İmtihan sahası olan dünya hayatında, imtihanı başarılı bir şekilde kazanmak veya iflâs edip kaybetme noktasında, anne ve babanın payı büyüktür.



"Cennet, annenin ayağı altındadır" diye buyuran Ra­sulullah (s.a.s.), babanın hakkı için de Abdullah b. Amr (r.a.)’ın rivayetiyle şöyle buyurur:



"Rabb’ın  rızası, babanın rızasında, Rabb’ın hışmı (gadabı), babasının hışmındadır."7



"Güzide Ashab’dan (Allah cümlesinden razı olsun) Ebu'd-Derdâ (r.a.) da, bize şu hadisi nakleder.
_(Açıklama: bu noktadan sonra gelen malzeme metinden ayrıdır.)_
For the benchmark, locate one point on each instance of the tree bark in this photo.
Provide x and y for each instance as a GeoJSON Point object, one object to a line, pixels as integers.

Önderimiz Rasulullah (s.a.s.) şöyle buyurur:



 "Baba, cennet kapılarının en hayırlısı (ndan girmeye vesile) dir. Artık (ya baba hakkını ihmal etmekle) o kapıyı yitir, (ya onun hakkına riâyetle) o kapıyı koru (elde etmeye çalış)." 8 Tevhid ailesindeki müslüman babanın duâsı, Rabbimiz Allah'ın indinde kabul gören üç zümrenin du­âsından biridir...  



___________________                                                                                                      



 1-  Sahih-i Buhârî, Kitabu'1-Edeb, B.l, Hds. 1.Sahih-i Müslim, Kitabu'1-İman, B.36, Hds. 137-138-139.



2- Sahih-i Buhârî, Kitabu'1-Edeb, B.l, Hds.3. Sahih-i Müslim, Kitabu'l-Birri ve's-Sıla, B.l, Hds. 5.



3- Sünen-i Neseî, Kitabu'l-Cihad, B.6, Hds. 3090. Sünen-i İbn Mâce, Kitabu'l-Cihad, B.12, Hds. 2781



4- İmam Suyutî, Camiu's-Sağir Muhtasarı Tercüme ve Şerhi, çev. İsmail Mutlu,  Vdğ, İst.    1996, C.2, Sh. 294, Hds. 1934 (3642) [Hatib'in Tarih'inden]



5- Sünen-i İbn Mâce, Kitabu'1-Edeb, B.l, Hds. 3662.



6- Sahih-i Müslim, Kitabu'l-Cenne, B.19, Hds. 83.



7- Sünen-i Tirmizî, Kitabu'İ-Birri ve's-Sıla, B.3, Hds. 1962



8- Sünen-i İbn Mâce, Kitabu'1-Edeb, B.l, Hds. 3663. Sünen-i Tirmizî, Kitabu'İ-Birri Ve’s    Süa, B.3, Hds. 1961.